Everyone is panicking about AI-generated zero days. They should be paying attention to the other side of the equation.
Anthropic recently showed Claude generating hundreds of validated high-severity vulnerabilities using a simple loop. Take every source file in a project, ask the model to find an exploitable bug, verify the result with a second pass. Thomas Ptacek wrote a whole piece arguing that vulnerability research as a human discipline is effectively over. The conversation is everywhere right now.
They're not wrong about the capability. But the conclusion most people are drawing, that attackers just got a massive upgrade, misses something important.
Finding a zero day has always required three things: expertise, luck, and resilience. You need to understand the code. You need some luck, because bugs hide in weird places. And you need the patience to go down rabbit hole after rabbit hole, finding nothing, and keep going. The best exploit developers make their own luck by combining all three. Anyone can find a zero day with proper training. That's literally why PentesterLab exists. But doing it at scale required all three, usually at the same time.
Agents collapse two of those. They don't get bored. They take infinite rabbit holes. Luck and resilience stop being bottlenecks.
The limiting factor is no longer finding bugs. It's knowing what matters. Agents will hand you a pile of findings. The skill is sorting signal from noise. That part hasn't been automated. Yet.
But here's where it gets interesting.
Offensive research teams that sell exploits work under extreme secrecy. They can't share their targets with anyone. They can't send proprietary code through an API. Many work in air-gapped networks with no internet access. They can't use Claude. They can't use GPT. They're stuck with whatever open-weight models they can run locally. Smaller context windows. Weaker reasoning. No cross-project learning. Always months behind the frontier.
Defenders are usually far less constrained. Or at least, they can decide to be. It's a risk-management decision.
You can point Claude at your own codebase right now. No air gap. No secrecy problem. Full context window. No restrictions on what you share, because it's your code.
For the first time, the person with the most to lose gets access to the best tools.
Modern exploits are not single bugs. They're chains. A memory corruption to get initial control. A sandbox escape to break out of isolation. A privilege escalation to reach the kernel. A persistence mechanism to survive a reboot. Every link has to hold, or the whole thing falls apart.
Attackers need the full chain. Defenders only need to break one link.

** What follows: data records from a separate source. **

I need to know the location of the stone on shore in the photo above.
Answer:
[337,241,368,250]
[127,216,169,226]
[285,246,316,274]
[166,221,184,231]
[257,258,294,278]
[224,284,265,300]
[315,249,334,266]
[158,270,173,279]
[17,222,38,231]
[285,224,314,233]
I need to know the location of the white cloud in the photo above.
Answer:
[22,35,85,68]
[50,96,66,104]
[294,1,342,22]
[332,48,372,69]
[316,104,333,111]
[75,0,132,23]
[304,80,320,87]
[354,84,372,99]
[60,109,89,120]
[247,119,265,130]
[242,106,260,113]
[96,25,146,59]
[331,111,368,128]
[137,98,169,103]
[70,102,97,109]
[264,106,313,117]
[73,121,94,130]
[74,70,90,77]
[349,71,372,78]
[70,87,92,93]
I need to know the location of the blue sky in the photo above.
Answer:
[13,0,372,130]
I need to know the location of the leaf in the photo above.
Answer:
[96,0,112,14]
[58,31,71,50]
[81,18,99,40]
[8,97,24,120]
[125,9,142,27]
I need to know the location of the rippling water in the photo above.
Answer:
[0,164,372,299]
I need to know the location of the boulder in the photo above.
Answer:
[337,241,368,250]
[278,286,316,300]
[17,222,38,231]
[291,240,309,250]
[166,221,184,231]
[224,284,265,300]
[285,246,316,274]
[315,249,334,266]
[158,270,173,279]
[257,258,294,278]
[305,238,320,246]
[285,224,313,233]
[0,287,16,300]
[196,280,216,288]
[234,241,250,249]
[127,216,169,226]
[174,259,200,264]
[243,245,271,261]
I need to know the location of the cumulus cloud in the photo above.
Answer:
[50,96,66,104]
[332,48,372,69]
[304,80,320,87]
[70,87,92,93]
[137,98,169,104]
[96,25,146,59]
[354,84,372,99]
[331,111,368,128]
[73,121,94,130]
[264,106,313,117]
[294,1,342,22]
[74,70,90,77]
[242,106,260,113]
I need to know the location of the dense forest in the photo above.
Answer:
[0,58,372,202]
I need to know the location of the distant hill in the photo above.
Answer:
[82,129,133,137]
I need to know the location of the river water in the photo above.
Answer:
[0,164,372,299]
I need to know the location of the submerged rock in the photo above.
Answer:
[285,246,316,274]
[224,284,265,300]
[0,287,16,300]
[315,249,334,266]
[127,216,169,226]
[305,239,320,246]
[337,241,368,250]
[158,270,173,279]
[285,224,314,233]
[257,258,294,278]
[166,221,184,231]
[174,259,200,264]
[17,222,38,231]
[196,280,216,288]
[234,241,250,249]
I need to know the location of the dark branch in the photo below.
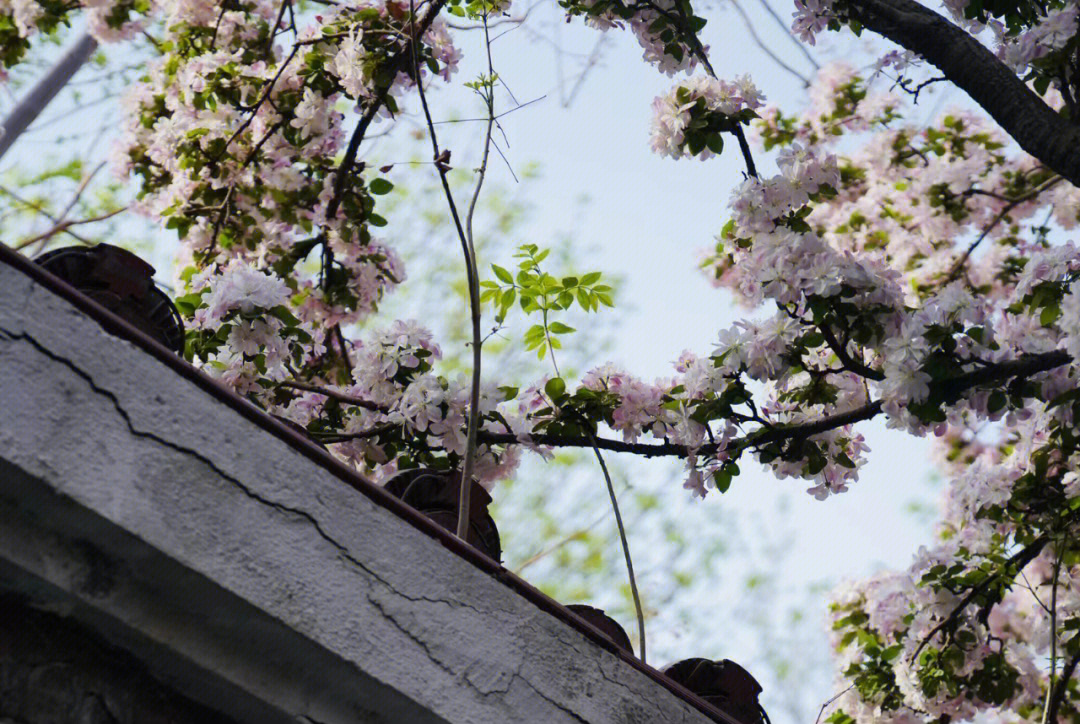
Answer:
[847,0,1080,186]
[1045,654,1080,722]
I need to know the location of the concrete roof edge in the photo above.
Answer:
[0,244,735,724]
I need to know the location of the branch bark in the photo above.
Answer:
[846,0,1080,186]
[0,36,97,156]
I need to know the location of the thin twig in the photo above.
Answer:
[409,0,494,539]
[15,206,127,251]
[1047,654,1080,722]
[585,426,646,663]
[278,379,387,414]
[943,176,1065,285]
[731,0,810,88]
[1042,550,1064,724]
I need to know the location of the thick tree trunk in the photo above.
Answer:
[847,0,1080,186]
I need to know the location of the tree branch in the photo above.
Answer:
[846,0,1080,186]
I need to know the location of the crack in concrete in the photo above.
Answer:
[0,327,425,605]
[0,327,691,724]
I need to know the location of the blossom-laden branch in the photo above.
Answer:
[10,0,1080,724]
[841,0,1080,190]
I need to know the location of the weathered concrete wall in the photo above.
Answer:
[0,596,232,724]
[0,257,730,724]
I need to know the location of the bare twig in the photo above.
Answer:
[731,0,810,88]
[0,35,97,162]
[585,423,645,663]
[278,379,387,414]
[15,206,127,251]
[943,176,1065,285]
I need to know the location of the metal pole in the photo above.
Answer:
[0,36,97,157]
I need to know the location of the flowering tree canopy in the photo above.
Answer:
[6,0,1080,723]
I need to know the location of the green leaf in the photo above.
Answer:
[367,178,394,196]
[543,377,566,402]
[491,264,514,284]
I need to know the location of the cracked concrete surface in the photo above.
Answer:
[0,257,725,724]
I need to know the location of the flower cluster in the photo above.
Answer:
[651,76,765,161]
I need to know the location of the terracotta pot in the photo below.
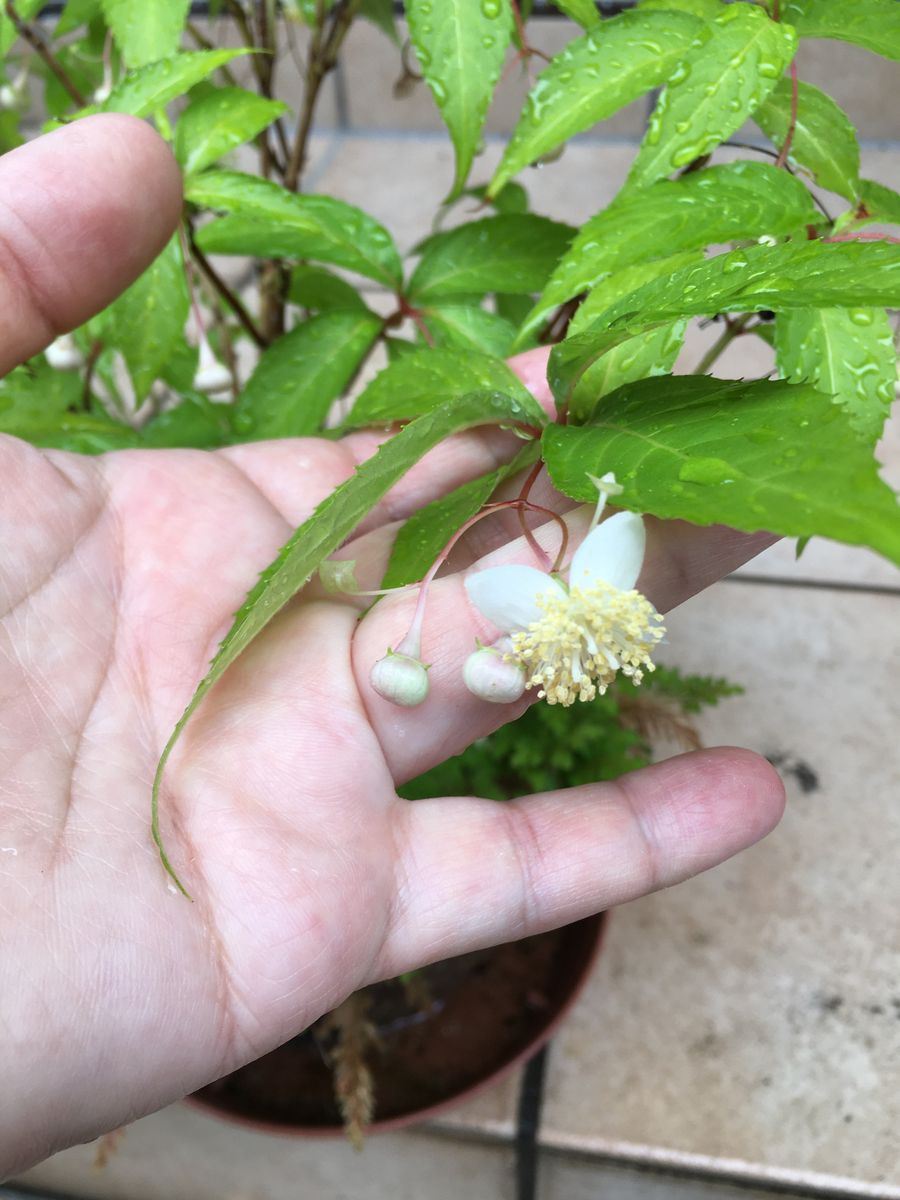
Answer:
[188,913,606,1136]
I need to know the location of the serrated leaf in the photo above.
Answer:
[422,301,516,359]
[91,236,190,402]
[408,214,575,301]
[488,12,702,196]
[343,343,546,428]
[140,392,234,450]
[103,0,191,67]
[517,162,817,347]
[547,241,900,404]
[151,392,535,890]
[637,0,722,20]
[53,0,101,38]
[775,308,896,446]
[859,179,900,224]
[754,79,859,200]
[234,312,383,440]
[185,170,403,288]
[406,0,512,199]
[174,88,288,175]
[544,376,900,563]
[102,49,247,116]
[628,4,797,187]
[569,253,700,420]
[553,0,600,29]
[781,0,900,60]
[382,442,540,588]
[0,358,140,454]
[288,266,368,312]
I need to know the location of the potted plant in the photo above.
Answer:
[0,0,900,1152]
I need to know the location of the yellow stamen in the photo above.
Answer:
[509,580,665,707]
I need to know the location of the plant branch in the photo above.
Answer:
[694,312,751,374]
[6,0,88,108]
[185,220,268,350]
[775,62,799,167]
[284,0,356,192]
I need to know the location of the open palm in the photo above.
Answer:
[0,118,781,1175]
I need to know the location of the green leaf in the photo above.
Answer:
[569,253,700,420]
[517,162,817,346]
[91,235,190,402]
[103,49,247,116]
[151,392,542,890]
[553,0,600,29]
[288,266,368,312]
[103,0,191,67]
[0,358,140,454]
[359,0,400,46]
[628,4,797,187]
[422,302,516,359]
[859,179,900,224]
[382,442,540,588]
[344,349,546,428]
[488,12,702,196]
[406,0,512,198]
[185,170,403,288]
[234,312,383,440]
[460,184,528,212]
[142,392,234,450]
[409,214,575,301]
[637,0,722,20]
[174,88,288,175]
[544,376,900,563]
[775,308,896,446]
[547,241,900,404]
[781,0,900,60]
[53,0,101,38]
[754,79,859,200]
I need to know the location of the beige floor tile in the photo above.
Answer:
[542,582,900,1196]
[18,1105,512,1200]
[538,1152,816,1200]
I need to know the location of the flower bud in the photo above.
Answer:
[462,637,526,704]
[43,334,84,371]
[368,650,428,708]
[193,338,232,396]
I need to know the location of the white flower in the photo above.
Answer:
[466,512,665,706]
[462,637,526,704]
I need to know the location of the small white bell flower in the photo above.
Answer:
[462,637,527,704]
[368,650,428,708]
[466,511,665,706]
[43,334,84,371]
[193,337,232,396]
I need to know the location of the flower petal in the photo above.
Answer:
[466,564,565,634]
[569,512,647,592]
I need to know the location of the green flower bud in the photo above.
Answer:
[368,650,428,708]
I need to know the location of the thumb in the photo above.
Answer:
[0,113,181,374]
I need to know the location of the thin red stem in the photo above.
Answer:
[775,62,799,167]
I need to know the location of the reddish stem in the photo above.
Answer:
[775,62,799,167]
[822,229,900,246]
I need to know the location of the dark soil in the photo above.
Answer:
[196,918,607,1130]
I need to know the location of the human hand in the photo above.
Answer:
[0,116,782,1176]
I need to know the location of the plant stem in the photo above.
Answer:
[694,312,751,374]
[775,62,799,167]
[186,221,268,350]
[6,0,88,108]
[284,0,358,192]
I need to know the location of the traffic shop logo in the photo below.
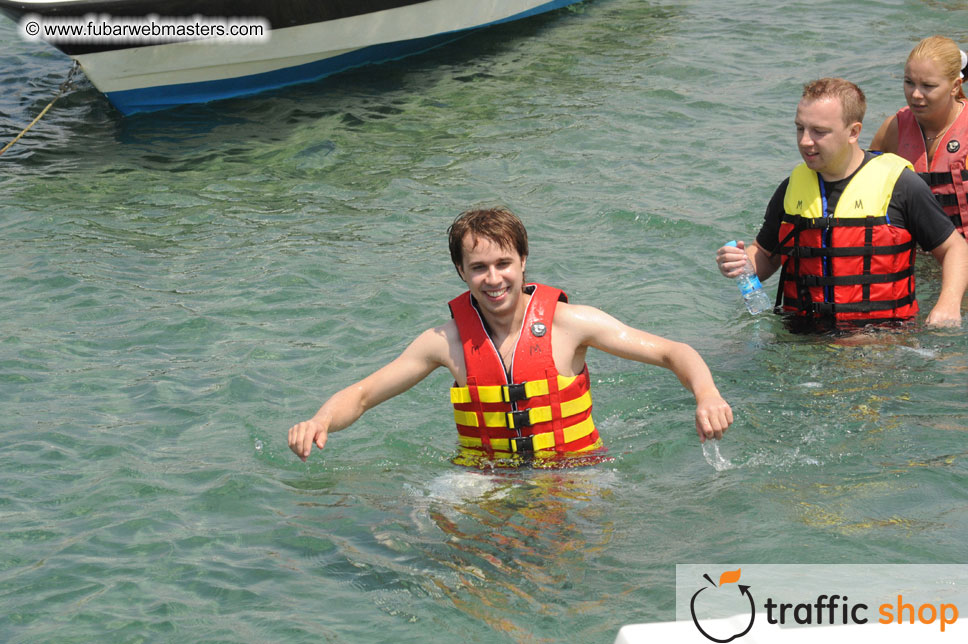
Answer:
[689,568,756,644]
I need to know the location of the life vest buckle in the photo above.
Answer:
[509,436,534,454]
[501,382,528,402]
[507,409,533,429]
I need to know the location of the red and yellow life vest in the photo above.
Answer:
[777,154,918,321]
[450,284,601,460]
[897,105,968,236]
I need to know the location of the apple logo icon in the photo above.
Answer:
[689,569,756,644]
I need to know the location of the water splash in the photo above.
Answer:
[702,440,733,472]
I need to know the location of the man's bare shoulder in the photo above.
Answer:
[554,302,615,329]
[407,320,463,372]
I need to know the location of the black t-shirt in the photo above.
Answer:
[756,152,955,253]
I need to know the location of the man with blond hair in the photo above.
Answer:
[716,78,968,326]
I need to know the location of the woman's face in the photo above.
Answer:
[904,58,961,122]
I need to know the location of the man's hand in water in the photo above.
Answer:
[289,418,329,461]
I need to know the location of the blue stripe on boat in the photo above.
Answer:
[106,0,577,115]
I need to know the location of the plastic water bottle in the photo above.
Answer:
[726,240,773,315]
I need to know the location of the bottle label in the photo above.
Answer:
[739,275,763,296]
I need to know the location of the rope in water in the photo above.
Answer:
[0,60,79,154]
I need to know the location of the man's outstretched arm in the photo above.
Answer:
[555,306,733,441]
[289,327,448,461]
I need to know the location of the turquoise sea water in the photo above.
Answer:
[0,0,968,643]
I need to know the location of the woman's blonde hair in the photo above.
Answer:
[907,36,966,99]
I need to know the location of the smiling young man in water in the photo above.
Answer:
[289,208,733,466]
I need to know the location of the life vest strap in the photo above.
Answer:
[784,294,914,314]
[796,266,914,286]
[777,240,914,258]
[918,170,968,187]
[458,416,595,454]
[782,213,891,230]
[454,387,592,429]
[450,376,578,405]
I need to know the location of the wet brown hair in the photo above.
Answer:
[447,207,528,275]
[803,78,867,125]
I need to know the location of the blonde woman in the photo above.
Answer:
[871,36,968,236]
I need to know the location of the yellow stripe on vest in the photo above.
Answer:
[458,416,595,453]
[783,153,914,219]
[450,376,578,405]
[454,391,592,429]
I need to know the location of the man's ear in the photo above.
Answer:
[850,121,864,141]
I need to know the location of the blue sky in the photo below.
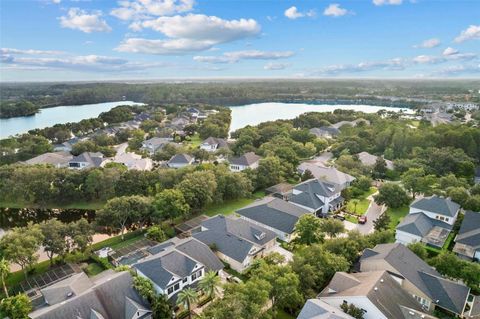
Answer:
[0,0,480,81]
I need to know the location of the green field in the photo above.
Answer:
[203,191,265,216]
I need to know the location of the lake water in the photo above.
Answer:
[0,101,141,138]
[230,103,412,132]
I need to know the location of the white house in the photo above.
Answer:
[230,152,261,172]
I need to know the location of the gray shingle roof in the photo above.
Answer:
[319,271,422,319]
[410,195,460,217]
[397,213,452,237]
[237,198,309,234]
[360,243,470,314]
[297,299,354,319]
[455,211,480,248]
[230,152,261,166]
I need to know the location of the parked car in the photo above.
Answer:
[358,215,367,224]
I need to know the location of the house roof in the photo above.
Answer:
[319,271,422,319]
[397,213,452,237]
[193,215,276,262]
[410,195,460,217]
[168,154,193,164]
[455,211,480,248]
[360,243,470,314]
[230,152,261,166]
[68,152,104,167]
[298,162,355,189]
[25,152,73,165]
[237,197,309,234]
[297,299,354,319]
[29,271,150,319]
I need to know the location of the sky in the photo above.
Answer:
[0,0,480,82]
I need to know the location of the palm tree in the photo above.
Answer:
[198,270,220,299]
[177,288,198,319]
[0,258,10,298]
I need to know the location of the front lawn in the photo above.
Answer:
[203,191,265,216]
[385,206,409,230]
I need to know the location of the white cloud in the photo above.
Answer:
[110,0,195,20]
[284,6,316,20]
[59,8,112,33]
[373,0,403,6]
[263,62,290,71]
[116,14,260,55]
[413,38,441,49]
[454,25,480,43]
[0,48,64,55]
[323,3,352,17]
[193,50,295,63]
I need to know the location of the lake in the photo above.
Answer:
[0,101,142,138]
[230,103,412,132]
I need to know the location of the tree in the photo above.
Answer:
[320,218,345,238]
[153,189,190,221]
[40,218,68,265]
[198,270,220,299]
[0,258,10,297]
[0,294,32,319]
[375,183,410,208]
[373,212,391,231]
[177,288,198,318]
[340,301,366,319]
[0,223,43,278]
[407,242,428,260]
[295,214,324,245]
[177,171,217,209]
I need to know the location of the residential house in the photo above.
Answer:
[167,154,195,168]
[229,152,262,172]
[297,162,355,191]
[288,179,345,216]
[317,270,434,319]
[200,136,228,152]
[453,211,480,261]
[140,137,173,156]
[395,195,460,247]
[29,271,152,319]
[310,126,340,138]
[236,197,310,242]
[68,152,109,169]
[23,151,73,168]
[360,243,470,316]
[357,152,394,170]
[297,299,355,319]
[133,238,223,299]
[192,215,277,272]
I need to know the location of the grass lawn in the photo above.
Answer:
[0,201,105,209]
[386,206,409,230]
[203,191,265,216]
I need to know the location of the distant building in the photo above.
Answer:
[29,271,152,319]
[395,195,460,248]
[360,243,470,316]
[200,137,228,152]
[453,211,480,261]
[23,152,73,168]
[167,154,195,168]
[318,270,435,319]
[68,152,108,169]
[288,179,344,216]
[229,152,262,172]
[236,197,310,242]
[192,215,277,272]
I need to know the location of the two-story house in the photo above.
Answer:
[229,152,262,172]
[192,215,277,272]
[395,195,460,247]
[288,179,344,216]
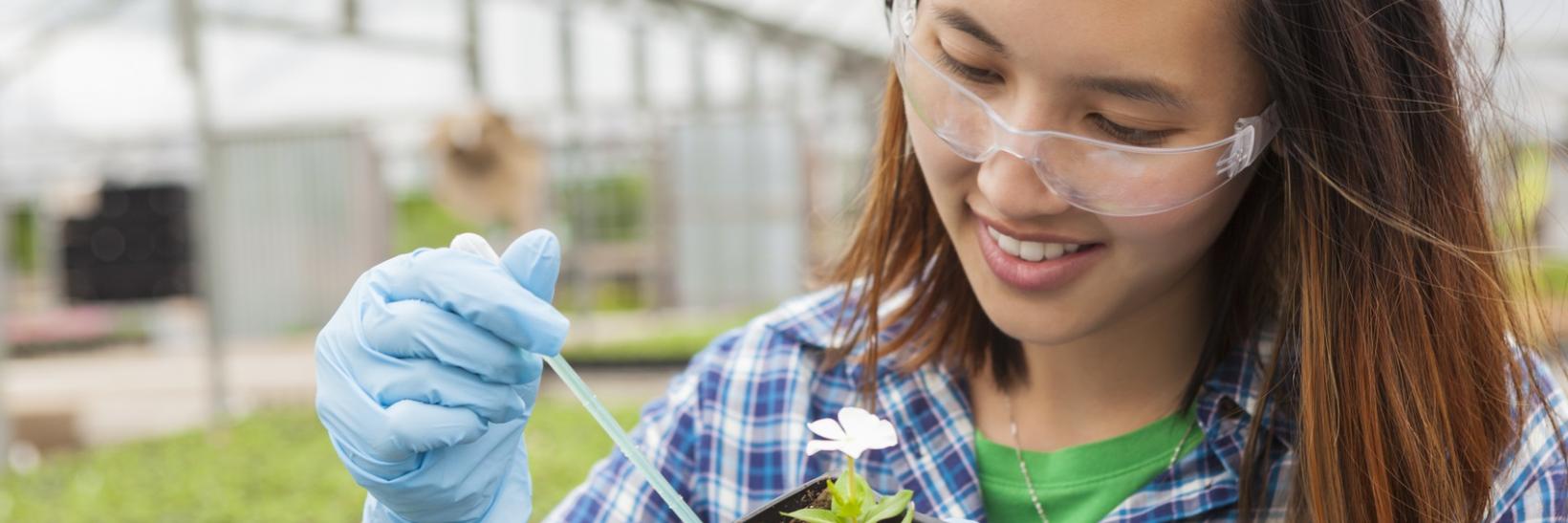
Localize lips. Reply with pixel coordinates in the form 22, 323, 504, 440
987, 226, 1087, 262
975, 219, 1107, 292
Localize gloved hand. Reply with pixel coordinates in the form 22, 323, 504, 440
316, 230, 568, 521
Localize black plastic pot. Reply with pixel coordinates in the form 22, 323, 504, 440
735, 474, 943, 523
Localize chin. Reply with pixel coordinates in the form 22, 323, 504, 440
969, 269, 1098, 346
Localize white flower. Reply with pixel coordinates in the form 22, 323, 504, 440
806, 407, 899, 459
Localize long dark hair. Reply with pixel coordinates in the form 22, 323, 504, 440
830, 0, 1568, 521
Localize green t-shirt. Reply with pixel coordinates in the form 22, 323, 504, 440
975, 410, 1203, 523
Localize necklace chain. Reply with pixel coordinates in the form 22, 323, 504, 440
1002, 395, 1196, 523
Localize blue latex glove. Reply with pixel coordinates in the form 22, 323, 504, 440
316, 230, 568, 521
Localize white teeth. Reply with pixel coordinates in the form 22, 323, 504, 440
1017, 241, 1048, 262
987, 227, 1082, 262
1044, 243, 1066, 260
995, 235, 1019, 257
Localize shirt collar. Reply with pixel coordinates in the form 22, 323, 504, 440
767, 280, 1296, 447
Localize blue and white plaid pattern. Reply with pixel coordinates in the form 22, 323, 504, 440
534, 288, 1568, 521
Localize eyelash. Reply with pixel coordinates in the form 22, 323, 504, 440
936, 52, 1176, 147
1090, 115, 1176, 147
936, 52, 1002, 83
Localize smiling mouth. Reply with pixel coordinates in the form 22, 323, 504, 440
985, 226, 1100, 262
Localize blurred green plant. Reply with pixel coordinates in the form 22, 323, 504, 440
0, 396, 637, 523
392, 192, 480, 253
555, 171, 647, 241
561, 316, 742, 363
7, 204, 37, 274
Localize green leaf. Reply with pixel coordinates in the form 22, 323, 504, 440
828, 479, 850, 508
781, 509, 838, 523
860, 490, 914, 523
856, 481, 880, 513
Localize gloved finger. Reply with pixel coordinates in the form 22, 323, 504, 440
316, 335, 486, 478
385, 401, 485, 454
360, 299, 539, 385
500, 229, 561, 302
372, 249, 569, 356
356, 351, 538, 423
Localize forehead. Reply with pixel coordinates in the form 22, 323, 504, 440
921, 0, 1257, 107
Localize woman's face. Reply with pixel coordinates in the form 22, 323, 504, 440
904, 0, 1267, 346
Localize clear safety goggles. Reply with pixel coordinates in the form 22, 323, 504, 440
889, 0, 1279, 216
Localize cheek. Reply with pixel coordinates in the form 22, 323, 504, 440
904, 108, 975, 219
1102, 177, 1250, 270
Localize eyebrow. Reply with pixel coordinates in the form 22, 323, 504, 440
1068, 76, 1187, 110
936, 8, 1007, 56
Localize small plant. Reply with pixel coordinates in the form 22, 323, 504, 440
782, 407, 914, 523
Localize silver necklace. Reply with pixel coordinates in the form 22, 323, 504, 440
1002, 396, 1196, 523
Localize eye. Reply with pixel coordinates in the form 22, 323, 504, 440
936, 50, 1002, 84
1088, 115, 1176, 147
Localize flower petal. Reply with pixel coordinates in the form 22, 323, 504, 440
806, 418, 845, 440
846, 439, 865, 459
806, 440, 843, 456
838, 407, 882, 437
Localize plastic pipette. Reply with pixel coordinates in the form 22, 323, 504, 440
451, 233, 703, 523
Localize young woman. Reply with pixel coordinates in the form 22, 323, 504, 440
318, 0, 1568, 523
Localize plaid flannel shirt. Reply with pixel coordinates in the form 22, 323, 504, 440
534, 288, 1568, 523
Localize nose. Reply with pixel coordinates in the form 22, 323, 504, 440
978, 150, 1073, 221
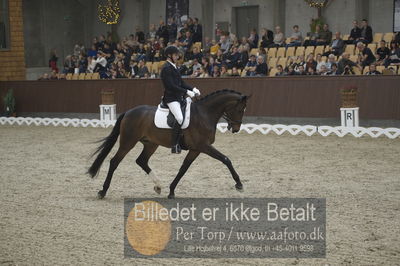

This has always been true in theory. In practice, defenders never had the bandwidth to systematically audit every layer. You'd harden what you could and hope the rest held. The chain survived because nobody had time to inspect every link.
That constraint is gone. Run your agent against the sandbox layer this week. Run it against the IPC boundary next week. Run it against your privilege boundaries the week after. Each pass that finds and fixes a weakness removes a link the attacker was counting on. Do it on a regular cycle and you're not just patching known bugs. You're degrading the attacker's ability to build a working chain at all. And making it almost impossible for attackers to keep a reliable chain working over time across multiple versions of your application. The complexity for attackers grows exponentially.
The attacker has to get everything right. You only have to get one thing a bit better, repeatedly.
And here's the best part: as a defender, you don't even need to prove exploitability. That's the attacker's problem. You don't need to convince anyone it's worth fixing. If the code looks fragile, make it less fragile. If a pattern keeps showing up in findings, rewrite it. You just make the code a little bit better every day. Do that consistently and you're breaking links in chains that haven't been built yet.
This is not theoretical. I've been running exactly these kinds of workflows against real code with Claude. Take the same approach Anthropic described and run it defensively. Loop through your source files. Ask the model to find weaknesses. Fix what comes back. Rewrite what feels fragile. Harden the patterns that keep producing findings.
The shift is not finding exploitable bugs faster. It's fixing weaknesses, repeatably. You run the loop with better models, against code you keep improving. The attacker runs it with worse models, against code that keeps changing under their feet.
Every bug you fix, with a proper test behind it, is gone forever. Every chain an attacker builds can break the next time you push a commit. Your progress compounds. Their job gets harder.
Attackers need to be clever and they're now under-equipped. You just have to be consistent, with better tooling.